Vladimir Putin is more likely to sign a 30-year deal to supply pipeline gas to China next month after more than a decade of false starts because the crisis in Ukraine is forcing Russia to look for markets outside Europe.
While Putin and President Xi Jinping will make the final decision in Beijing next month, Russia’s need for new customers means it’s pushing to complete a deal first mooted in 1997, a manager at gas-export monopoly OAO Gazprom and a government official said, asking not to be named because talks are ongoing. In China Wednesday, Russia’s deputy prime minister said he “hoped” a deal would be signed in May.

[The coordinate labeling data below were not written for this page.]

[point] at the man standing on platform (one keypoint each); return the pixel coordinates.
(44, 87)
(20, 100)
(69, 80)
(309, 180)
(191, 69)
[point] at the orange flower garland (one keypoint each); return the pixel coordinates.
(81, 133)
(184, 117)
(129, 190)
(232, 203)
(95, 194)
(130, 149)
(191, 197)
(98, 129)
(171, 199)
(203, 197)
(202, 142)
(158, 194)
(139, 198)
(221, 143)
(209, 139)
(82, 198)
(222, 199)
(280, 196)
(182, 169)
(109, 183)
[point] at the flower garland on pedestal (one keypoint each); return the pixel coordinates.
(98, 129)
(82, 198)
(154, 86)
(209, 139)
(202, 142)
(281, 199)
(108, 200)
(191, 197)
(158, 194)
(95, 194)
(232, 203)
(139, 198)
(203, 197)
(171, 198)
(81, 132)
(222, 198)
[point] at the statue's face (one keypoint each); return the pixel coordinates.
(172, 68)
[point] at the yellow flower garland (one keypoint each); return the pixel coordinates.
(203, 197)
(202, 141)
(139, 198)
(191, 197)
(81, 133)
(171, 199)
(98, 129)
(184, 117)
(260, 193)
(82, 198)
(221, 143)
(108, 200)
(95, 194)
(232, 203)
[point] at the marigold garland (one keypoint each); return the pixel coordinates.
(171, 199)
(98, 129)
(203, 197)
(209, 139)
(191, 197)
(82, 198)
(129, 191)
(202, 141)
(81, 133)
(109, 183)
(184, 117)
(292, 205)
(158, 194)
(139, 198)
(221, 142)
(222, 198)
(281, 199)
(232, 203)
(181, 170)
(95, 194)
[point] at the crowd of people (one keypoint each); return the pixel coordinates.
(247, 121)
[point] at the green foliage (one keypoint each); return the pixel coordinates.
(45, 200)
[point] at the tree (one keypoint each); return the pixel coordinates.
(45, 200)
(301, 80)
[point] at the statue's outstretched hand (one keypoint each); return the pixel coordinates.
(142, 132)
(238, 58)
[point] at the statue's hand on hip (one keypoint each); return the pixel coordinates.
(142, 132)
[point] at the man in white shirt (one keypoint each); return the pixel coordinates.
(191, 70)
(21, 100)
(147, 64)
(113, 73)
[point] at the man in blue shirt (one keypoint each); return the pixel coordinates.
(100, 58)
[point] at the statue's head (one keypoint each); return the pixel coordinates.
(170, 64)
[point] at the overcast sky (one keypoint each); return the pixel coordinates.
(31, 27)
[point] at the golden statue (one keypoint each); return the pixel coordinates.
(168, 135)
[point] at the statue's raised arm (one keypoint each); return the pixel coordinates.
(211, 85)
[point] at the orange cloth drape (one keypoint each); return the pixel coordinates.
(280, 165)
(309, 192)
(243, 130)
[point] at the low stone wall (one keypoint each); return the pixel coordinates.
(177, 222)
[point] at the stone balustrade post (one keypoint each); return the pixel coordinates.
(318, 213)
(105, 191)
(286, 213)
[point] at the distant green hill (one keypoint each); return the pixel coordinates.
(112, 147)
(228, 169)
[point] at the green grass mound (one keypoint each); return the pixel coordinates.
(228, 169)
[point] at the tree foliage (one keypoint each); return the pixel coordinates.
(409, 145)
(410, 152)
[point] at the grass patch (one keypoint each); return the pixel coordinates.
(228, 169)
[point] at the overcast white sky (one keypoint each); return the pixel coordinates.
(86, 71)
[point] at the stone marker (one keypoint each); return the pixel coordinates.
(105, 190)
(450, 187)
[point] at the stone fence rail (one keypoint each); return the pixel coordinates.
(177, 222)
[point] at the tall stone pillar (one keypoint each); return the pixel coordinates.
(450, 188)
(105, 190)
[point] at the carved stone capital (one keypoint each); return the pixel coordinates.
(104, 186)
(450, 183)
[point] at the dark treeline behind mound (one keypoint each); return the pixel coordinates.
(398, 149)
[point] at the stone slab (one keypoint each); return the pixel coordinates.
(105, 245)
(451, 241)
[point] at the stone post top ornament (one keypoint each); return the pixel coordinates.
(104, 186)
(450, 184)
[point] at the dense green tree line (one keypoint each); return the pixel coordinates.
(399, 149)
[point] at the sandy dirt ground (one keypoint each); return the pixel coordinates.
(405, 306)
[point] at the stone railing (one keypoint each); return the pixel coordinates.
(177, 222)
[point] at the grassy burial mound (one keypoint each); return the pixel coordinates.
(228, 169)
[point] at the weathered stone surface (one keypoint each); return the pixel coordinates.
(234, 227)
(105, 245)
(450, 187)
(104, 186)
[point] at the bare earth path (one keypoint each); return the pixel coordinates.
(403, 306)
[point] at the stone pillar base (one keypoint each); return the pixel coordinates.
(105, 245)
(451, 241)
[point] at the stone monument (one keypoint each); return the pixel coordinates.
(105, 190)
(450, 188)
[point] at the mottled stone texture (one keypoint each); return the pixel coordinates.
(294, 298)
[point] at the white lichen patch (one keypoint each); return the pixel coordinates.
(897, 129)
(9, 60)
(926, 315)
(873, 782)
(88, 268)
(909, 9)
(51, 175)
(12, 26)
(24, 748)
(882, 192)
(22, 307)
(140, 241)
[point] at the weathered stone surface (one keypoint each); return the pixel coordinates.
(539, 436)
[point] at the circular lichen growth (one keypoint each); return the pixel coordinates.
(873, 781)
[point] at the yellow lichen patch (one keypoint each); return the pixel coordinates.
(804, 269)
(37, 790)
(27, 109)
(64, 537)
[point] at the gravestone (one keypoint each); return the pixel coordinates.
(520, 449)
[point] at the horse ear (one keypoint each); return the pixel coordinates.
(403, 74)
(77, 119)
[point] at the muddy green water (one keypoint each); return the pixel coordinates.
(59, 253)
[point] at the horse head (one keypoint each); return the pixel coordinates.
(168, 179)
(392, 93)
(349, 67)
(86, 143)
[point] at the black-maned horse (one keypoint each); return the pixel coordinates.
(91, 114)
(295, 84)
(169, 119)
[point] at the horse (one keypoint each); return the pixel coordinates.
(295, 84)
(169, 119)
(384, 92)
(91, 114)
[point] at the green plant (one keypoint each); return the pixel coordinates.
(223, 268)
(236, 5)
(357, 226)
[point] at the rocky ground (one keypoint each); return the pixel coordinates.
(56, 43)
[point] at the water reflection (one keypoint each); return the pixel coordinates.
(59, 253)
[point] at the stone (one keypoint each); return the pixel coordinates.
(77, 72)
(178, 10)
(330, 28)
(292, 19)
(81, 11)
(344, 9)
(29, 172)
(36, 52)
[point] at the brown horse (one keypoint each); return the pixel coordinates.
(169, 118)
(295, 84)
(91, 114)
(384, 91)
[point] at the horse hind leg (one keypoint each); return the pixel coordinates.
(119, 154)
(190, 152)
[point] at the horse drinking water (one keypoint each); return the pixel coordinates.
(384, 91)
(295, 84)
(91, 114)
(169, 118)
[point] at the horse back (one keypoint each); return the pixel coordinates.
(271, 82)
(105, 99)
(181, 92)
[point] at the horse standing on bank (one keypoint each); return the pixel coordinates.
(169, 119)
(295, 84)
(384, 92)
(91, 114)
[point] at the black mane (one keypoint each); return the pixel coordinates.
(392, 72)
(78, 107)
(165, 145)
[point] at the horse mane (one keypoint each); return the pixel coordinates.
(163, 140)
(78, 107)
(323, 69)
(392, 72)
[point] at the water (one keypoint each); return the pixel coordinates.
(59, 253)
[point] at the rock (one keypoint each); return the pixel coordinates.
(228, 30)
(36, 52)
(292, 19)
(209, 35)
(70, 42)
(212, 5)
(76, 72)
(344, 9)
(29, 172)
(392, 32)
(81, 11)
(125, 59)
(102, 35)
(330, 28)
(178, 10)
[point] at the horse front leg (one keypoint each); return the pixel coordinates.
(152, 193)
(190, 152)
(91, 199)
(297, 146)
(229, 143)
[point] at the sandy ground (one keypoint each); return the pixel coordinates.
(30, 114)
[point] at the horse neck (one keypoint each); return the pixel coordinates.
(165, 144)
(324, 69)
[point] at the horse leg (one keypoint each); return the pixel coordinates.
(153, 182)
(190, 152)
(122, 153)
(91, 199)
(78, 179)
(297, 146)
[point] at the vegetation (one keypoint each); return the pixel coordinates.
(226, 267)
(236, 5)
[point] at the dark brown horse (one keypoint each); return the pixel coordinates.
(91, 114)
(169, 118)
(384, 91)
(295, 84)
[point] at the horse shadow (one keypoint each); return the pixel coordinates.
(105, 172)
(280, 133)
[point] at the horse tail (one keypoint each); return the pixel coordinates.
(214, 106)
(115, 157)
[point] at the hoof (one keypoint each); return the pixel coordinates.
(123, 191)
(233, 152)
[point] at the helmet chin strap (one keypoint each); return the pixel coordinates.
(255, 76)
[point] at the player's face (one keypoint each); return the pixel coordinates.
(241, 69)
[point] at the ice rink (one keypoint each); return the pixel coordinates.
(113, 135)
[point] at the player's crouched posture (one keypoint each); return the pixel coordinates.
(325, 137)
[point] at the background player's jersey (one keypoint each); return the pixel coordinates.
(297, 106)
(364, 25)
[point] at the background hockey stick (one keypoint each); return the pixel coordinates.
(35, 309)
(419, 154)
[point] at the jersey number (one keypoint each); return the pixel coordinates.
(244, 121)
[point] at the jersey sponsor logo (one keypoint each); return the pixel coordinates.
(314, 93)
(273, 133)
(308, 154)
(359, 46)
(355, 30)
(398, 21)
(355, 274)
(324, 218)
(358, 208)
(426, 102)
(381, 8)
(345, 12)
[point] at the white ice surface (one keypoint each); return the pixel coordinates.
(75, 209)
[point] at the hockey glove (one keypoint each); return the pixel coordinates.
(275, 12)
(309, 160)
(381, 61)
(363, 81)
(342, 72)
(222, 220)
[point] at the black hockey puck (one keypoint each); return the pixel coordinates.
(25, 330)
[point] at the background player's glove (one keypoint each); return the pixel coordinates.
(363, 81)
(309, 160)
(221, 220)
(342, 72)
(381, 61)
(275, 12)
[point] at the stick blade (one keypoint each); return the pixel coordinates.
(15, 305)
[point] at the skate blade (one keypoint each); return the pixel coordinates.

The crisis in Ukraine has increased the importance of Russia’s relationship with China, its largest trade partner outside the European Union and the only country in the United Nations Security Council not to censure its actions in Crimea. Until a China pipeline is built, Russia has few export markets for gas outside Europe, leaving it vulnerable to sanctions and competition from U.S. exports of shale gas.
“This time, Russia really may close the China gas supply deal considering that it’ll be more flexible on the price,” said Ildar Davletshin, an oil and gas analyst at Renaissance Capital. “China, too, needs this contract because the further use of coal is becoming unbearable in most developed parts of the country.”
Gazprom Chief Executive Officer Alexey Miller met China National Petroleum Corp. Chairman Zhou Jiping in Beijing Wednesday to discuss the terms of a deal. CNPC expects to sign a contract with Gazprom “as soon as possible” and talks on prices for supply from Siberia to China are in “active progress,” the Chinese company said Thursday.
They’ll meet again in Moscow later this month before Putin travels to China on May 20, according to a statement from Gazprom.
“We hope to conclude the contract in May,” Deputy Prime Minister Arkady Dvorkovich said in Beijing Wednesday after meeting Chinese Vice Premier Zhang Gaoli, according to Itar-Tass news wire. “The base price is the only problem to be solved.”
Gazprom shares rose as much as 1.6 percent to 134.4 rubles in Moscow and traded at 134.1 rubles at 12:04 p.m. local time.
The gas-supply deal allowing the construction of the Power of Siberia pipeline across eastern Russia into China has foundered on price. To finance the $22 billion pipeline, Russia sought to match the rates it got for its gas in Europe, a level China hasn’t been willing to pay.
Miller said Wednesday that he hoped a contract would be in force by the end of the year, according to the statement.
Starting not earlier than end of 2018, Gazprom plans to supply as much as 38 billion cubic meters of gas to China, about 24 percent of the company’s deliveries to Europe last year, which produced about $63 billion, according to the company.
Gazprom needs the equivalent of about $13.50 per million British thermal units to profitably finance the pipeline and the development of Siberian gas fields to feed it, a total outlay of $90 billion, said Maxim Moshkov, an energy analyst at UBS AG in Moscow. CNPC won’t want to pay more than $11 at the border, a price Gazprom may be forced to meet, cutting into future earnings, Moshkov said.